Day 166

July 6th, 2010 § 1 Comment

Or, In Regards to Kenya, etc.

I’m a believer in the power of words – that eloquently and beautifully composed ones can move you at a particular time and evolve with you so that they are infused with new layers of meaning each subsequent time you encounter them. One of these instances is this. I’ve been meaning to write something about Kenya (and I will still), but re-reading the sermon “The Weight of Glory” just blew my mind about the way I thought about the people and stories – both the beautiful and the heartbreaking – I encountered there.

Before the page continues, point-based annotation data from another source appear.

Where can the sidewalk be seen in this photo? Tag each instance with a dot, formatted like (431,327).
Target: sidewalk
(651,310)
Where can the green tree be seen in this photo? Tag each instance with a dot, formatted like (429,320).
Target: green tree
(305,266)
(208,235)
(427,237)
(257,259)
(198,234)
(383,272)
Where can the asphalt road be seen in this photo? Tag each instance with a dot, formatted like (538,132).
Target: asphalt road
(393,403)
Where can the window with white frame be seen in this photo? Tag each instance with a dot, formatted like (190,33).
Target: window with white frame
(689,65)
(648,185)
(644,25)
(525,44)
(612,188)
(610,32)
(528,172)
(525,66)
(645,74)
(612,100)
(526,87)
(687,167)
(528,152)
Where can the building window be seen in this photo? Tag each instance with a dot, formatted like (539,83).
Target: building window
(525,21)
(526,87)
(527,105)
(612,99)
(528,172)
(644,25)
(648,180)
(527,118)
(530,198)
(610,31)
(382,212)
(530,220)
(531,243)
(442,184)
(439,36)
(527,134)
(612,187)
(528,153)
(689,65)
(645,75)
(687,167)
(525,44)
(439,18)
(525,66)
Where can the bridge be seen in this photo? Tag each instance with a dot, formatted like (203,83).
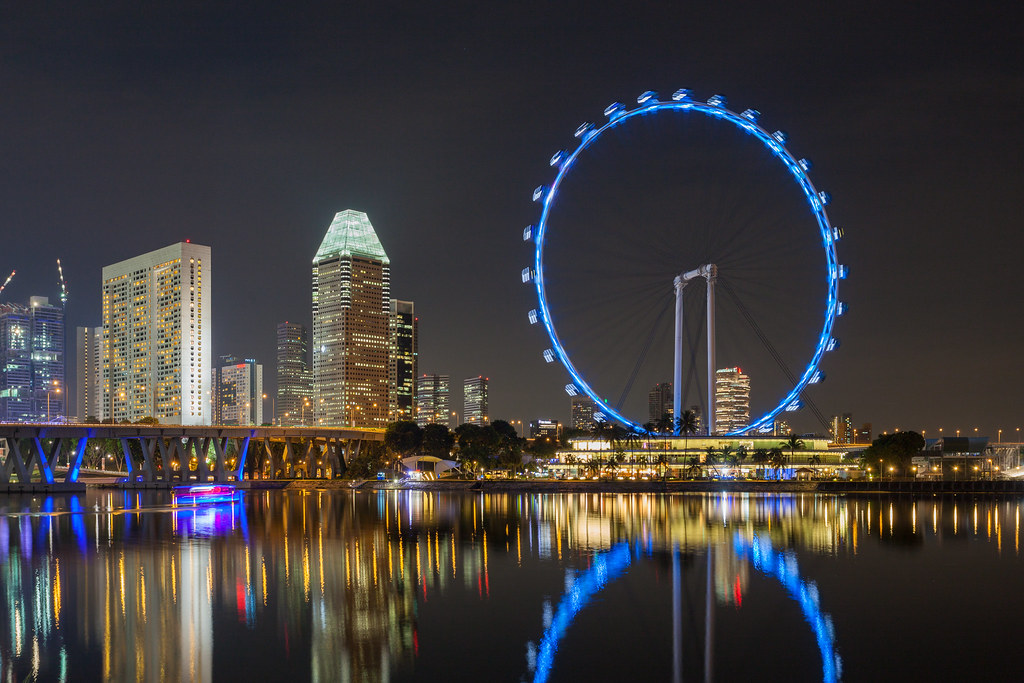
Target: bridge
(175,453)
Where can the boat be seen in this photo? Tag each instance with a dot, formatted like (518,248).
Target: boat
(205,494)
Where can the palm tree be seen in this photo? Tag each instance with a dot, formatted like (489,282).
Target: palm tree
(776,458)
(761,459)
(740,455)
(794,443)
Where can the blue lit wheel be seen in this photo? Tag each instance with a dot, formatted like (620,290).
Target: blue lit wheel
(767,242)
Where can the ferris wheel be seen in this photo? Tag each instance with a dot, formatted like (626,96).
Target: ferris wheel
(688,251)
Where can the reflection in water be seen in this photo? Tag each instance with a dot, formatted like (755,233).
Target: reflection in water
(331,586)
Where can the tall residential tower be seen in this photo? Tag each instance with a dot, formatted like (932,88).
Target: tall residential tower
(351,309)
(402,358)
(32,361)
(157,336)
(294,378)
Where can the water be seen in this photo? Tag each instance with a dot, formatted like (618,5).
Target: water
(398,586)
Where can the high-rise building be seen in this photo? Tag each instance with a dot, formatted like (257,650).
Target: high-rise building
(88,374)
(32,361)
(402,357)
(659,401)
(582,408)
(156,355)
(351,307)
(864,433)
(546,429)
(294,377)
(732,399)
(474,399)
(432,399)
(239,391)
(842,429)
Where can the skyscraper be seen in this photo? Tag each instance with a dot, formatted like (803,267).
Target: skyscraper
(240,391)
(32,361)
(351,307)
(432,399)
(582,408)
(474,391)
(294,377)
(659,401)
(402,358)
(88,375)
(732,399)
(157,336)
(842,429)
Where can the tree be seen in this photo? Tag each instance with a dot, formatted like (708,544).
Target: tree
(776,458)
(402,438)
(437,440)
(898,449)
(761,459)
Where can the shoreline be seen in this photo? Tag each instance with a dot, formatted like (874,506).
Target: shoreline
(654,486)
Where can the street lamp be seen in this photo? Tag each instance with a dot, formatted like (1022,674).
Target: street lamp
(55,389)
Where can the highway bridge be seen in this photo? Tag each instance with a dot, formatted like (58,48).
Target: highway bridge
(173,453)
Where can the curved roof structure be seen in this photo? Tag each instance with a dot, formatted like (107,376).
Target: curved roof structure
(350,233)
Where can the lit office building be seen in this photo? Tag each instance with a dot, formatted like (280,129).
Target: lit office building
(239,391)
(32,361)
(474,396)
(432,399)
(402,356)
(732,399)
(294,377)
(582,409)
(550,430)
(156,355)
(659,401)
(842,429)
(351,307)
(88,374)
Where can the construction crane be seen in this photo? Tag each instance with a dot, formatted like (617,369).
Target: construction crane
(64,287)
(4,286)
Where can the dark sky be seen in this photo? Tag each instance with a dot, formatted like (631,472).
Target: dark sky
(246,126)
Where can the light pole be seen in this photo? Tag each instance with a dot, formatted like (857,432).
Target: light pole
(55,389)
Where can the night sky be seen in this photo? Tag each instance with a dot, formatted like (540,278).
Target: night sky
(246,126)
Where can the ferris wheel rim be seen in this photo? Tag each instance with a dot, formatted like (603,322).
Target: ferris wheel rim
(775,143)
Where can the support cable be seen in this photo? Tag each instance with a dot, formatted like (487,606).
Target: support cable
(642,357)
(773,352)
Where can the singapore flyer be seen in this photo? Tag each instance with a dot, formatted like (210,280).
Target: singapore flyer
(681,245)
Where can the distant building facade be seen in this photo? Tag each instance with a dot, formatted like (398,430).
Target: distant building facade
(582,413)
(239,391)
(659,401)
(474,391)
(842,429)
(88,373)
(351,302)
(157,347)
(550,430)
(432,399)
(732,399)
(864,434)
(32,353)
(402,360)
(294,376)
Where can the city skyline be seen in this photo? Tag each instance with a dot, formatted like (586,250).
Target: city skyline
(209,122)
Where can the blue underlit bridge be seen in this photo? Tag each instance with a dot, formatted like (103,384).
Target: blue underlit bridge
(32,455)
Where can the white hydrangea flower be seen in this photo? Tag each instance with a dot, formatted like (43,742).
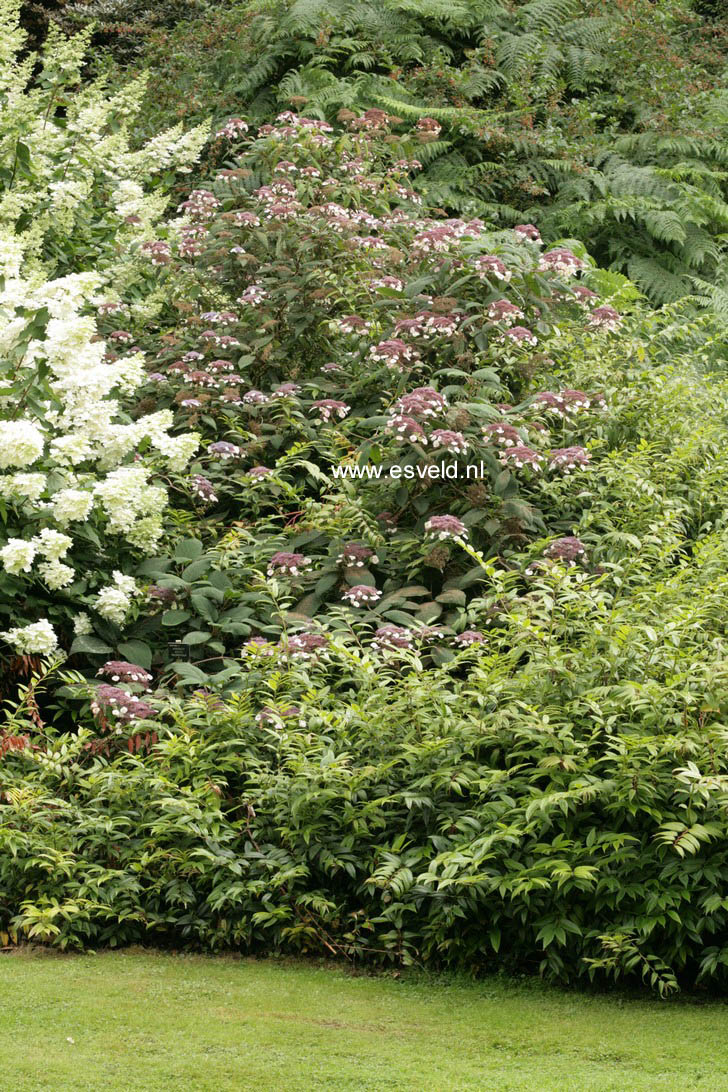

There are no ordinary people. You have never talked to a mere mortal. Nations, cultures, arts, civilization—these are mortal, and their life is to ours as the life of a gnat. But it is immortals whom we joke with, work with, marry, snub, and exploit—immortal horrors or everlasting splendours. This does not mean that we are to be perpetually solemn. We must play. But our merriment must be of that kind (and it is, in fact, the merriest kind) which exists between people who have, from the outset, taken each other seriously—no flippancy, no superiority, no presumption. And our charity must be a real and costly love, with deep feeling for the sins in spite of which we love the sinner—no mere tolerance or indulgence which parodies love as flippancy parodies merriment. Next to the Blessed Sacrament itself, your neighbour is the holiest object presented to your senses.